Just note; we started here-
Use the right tool for the job, all the time. There’s some great setup kits out there now that have everything you need to learn with and I strongly advise the Buy Once, Cry Once approach to getting the tools-
Don’t be tempted by the junk kits on Amazon. You’ll hate setting up your guitar if you use junky, ineffective shit to do it with. Save every little screwdriver you come across for the rest of your life.
Nope, couldn't just let that one be, we gotta change what I said to get a point across-
You don’t actually need special tools to do a set up. Wherever possible I use high quality engineering tools. Tho only thing that makes life easier is a quality action gauge but an engineer rule works. You may need a particular truss rod key as well. The main thing is the process itself.
Now let's break that point down a little-
You need to feel the torque on small screws so one big handle is not the way. Radius gauges don’t help setting the action because you measure it at a fixed point on a particular fret.
Gee, almost like I said "
Use the right tool for the job, all the time", let me check my quote, good thing I put it at the top of this post. Done. Yup, that's what I said.

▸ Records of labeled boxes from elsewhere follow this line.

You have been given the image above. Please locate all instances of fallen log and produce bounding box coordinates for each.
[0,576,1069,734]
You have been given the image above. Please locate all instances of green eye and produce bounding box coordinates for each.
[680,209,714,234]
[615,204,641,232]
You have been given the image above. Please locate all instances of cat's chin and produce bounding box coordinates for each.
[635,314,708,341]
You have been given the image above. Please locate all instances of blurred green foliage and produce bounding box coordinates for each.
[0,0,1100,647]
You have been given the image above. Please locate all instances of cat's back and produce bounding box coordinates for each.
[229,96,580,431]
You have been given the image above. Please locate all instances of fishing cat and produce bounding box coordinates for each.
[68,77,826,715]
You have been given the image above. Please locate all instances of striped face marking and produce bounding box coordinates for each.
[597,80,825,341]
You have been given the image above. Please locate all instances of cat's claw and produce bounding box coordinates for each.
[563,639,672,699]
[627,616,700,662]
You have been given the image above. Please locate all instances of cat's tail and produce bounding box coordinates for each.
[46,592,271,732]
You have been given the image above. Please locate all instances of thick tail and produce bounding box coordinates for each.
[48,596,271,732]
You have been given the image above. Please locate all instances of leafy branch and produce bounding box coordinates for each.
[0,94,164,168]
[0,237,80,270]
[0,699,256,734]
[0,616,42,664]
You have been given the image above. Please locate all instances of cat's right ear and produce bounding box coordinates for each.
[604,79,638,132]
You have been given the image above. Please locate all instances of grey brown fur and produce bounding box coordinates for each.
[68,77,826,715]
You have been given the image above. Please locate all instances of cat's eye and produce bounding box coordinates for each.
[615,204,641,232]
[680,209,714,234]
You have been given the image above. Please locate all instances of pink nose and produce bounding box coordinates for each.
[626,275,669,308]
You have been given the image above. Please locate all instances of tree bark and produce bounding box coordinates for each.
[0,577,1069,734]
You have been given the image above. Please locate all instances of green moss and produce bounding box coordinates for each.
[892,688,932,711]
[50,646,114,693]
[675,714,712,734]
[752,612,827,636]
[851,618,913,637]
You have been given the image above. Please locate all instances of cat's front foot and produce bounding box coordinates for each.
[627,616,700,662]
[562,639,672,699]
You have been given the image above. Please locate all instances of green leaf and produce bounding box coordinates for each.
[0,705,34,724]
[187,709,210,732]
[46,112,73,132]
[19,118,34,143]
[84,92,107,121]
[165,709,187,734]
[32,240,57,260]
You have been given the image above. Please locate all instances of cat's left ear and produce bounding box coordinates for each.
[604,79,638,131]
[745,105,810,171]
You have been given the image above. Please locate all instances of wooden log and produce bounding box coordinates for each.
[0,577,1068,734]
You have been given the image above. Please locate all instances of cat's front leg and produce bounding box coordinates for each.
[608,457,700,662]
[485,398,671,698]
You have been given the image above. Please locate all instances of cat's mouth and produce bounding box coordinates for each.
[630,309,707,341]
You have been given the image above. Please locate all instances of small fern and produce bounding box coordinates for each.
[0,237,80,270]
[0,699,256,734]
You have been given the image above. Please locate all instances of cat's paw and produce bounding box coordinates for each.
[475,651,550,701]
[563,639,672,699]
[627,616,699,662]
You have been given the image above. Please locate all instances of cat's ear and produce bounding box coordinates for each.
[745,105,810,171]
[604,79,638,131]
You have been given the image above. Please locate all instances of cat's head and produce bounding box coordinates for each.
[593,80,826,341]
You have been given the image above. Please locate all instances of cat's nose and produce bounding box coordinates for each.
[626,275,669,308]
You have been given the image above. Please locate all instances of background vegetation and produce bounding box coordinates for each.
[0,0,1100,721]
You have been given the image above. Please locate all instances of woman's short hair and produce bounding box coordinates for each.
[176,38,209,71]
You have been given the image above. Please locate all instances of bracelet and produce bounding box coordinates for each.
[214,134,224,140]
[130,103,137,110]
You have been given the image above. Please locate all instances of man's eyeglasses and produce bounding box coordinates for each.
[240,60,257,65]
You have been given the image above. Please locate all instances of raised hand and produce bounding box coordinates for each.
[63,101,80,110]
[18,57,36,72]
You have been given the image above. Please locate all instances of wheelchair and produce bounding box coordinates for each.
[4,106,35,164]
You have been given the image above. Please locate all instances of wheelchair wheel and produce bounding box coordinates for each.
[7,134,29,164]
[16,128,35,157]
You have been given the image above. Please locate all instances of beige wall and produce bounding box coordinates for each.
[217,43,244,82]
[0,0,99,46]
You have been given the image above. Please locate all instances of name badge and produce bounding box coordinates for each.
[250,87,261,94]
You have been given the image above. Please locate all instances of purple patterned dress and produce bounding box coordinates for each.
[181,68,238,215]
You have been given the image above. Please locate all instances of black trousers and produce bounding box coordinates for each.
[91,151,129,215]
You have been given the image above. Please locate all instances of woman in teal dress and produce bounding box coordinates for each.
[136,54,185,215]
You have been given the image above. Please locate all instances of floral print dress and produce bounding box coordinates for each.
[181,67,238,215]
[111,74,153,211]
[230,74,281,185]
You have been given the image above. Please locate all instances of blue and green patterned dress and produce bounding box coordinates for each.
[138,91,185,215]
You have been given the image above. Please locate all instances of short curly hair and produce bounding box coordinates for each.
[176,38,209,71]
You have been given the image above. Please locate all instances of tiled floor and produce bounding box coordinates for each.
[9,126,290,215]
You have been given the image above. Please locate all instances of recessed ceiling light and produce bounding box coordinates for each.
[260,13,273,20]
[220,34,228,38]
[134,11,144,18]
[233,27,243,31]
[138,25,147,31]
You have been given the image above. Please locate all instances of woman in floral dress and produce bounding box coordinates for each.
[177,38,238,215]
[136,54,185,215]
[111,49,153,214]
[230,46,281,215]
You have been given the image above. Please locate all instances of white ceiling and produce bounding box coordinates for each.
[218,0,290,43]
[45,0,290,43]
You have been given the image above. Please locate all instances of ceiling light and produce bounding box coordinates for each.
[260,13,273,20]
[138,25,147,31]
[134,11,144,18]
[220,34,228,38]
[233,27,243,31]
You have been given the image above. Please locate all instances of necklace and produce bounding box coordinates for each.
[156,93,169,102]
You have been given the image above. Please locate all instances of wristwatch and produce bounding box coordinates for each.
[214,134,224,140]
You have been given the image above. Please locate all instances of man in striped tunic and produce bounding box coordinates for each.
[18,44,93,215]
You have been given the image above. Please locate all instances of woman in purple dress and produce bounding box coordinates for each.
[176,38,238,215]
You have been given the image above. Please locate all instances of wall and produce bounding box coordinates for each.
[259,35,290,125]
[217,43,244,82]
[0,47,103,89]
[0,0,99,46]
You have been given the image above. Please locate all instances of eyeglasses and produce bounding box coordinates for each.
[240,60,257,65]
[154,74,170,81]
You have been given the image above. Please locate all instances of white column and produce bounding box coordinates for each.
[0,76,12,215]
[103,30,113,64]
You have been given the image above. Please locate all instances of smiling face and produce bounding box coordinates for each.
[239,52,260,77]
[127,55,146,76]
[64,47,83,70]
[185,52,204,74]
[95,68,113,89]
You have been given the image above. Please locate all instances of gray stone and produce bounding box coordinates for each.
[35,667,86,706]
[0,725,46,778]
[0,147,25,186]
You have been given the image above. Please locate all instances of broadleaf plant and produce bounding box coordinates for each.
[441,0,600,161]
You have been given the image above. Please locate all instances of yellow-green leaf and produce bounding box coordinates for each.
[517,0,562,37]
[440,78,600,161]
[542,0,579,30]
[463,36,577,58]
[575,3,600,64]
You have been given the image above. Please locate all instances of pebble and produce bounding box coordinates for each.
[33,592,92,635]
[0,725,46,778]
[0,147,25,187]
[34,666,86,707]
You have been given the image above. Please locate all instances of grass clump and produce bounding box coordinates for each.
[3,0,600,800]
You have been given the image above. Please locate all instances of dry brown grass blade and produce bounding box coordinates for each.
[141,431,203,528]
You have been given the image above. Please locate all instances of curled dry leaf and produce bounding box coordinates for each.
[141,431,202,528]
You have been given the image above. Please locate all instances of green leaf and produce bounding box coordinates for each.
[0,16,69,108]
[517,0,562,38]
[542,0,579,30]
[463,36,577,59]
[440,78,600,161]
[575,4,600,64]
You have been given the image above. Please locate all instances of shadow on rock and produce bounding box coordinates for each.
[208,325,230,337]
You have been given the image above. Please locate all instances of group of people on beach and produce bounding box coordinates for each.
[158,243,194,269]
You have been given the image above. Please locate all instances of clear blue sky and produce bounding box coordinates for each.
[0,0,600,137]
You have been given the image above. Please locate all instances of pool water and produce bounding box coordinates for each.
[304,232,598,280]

Again, this is a beginner learning how to setup a guitar. Any help will guide them. I set my action by fretting/bending feel, I don't measure anything. I used the radius gauge once when I setup my Strat because the saddles were laying flat on the trem plate when it showed up. I wouldn't even bother on a guitar with a flatter radius than 12", but I'm also not a beginner, who is who we're suggesting tools for learning how to setup a guitar with. The majority wouldn't even think about the radius, the radius gauges will at least get them thinking "Wait, that matters?"
And to learn you need to get the appropriate size handle and lean the feel under supervision.
The things I listed most guitar players will already have . It’s why I don’t use anything but regular hex keys on a Floyd. Get a bit T wrench and you lose all sense of leverage unless that was the tool you always used.
So we're still on "the right tool for the job". I wish I just would have said that at the start and avoided all this.
You heavily overestimate what people have for tools. I'm in a big city where we pay for maintenance in our apartments and can't work on our vehicles in apartment parking lots, on average if people have some basic Craftsman toolkit they got when they moved in their apartment to hang pictures or a parent got it for them 'just in case', that's going to be it. I have like 3 guitar buddies who actually have specific guitar tools, usually because I send them links of what to buy when they ask. The only allen wrenches people have around here are becuase they have IKEA furniture.
I mean, sure, it makes perfect sense for someone who has never set up a guitar before to just go buy a fuckton of tools, like
all the tools, to ensure they have every approriately sized screwdriver handle and tip they'll ever come across, that'll absolutely ensure they never overtighten anything once they test them all out and figure out which one provides the perfect amount of torque.
Or they can just spend $150 on a kit made by a company that's been known as the top of the heap of guitar repair by everyone BUT Eagle for decades and have everything they need the first time they sit down to setup a guitar without the guesswork. If StewMac shit is good enough for Joe Glaser, who just makes his own tools when someone else doesn't make it or make a quality version and countless touring guitar techs who have that same screwdriver kit on their bench in dozens of Rig Rundowns, I'm going to assume it'll work just fine for the average guitarist learning how to set up a guitar.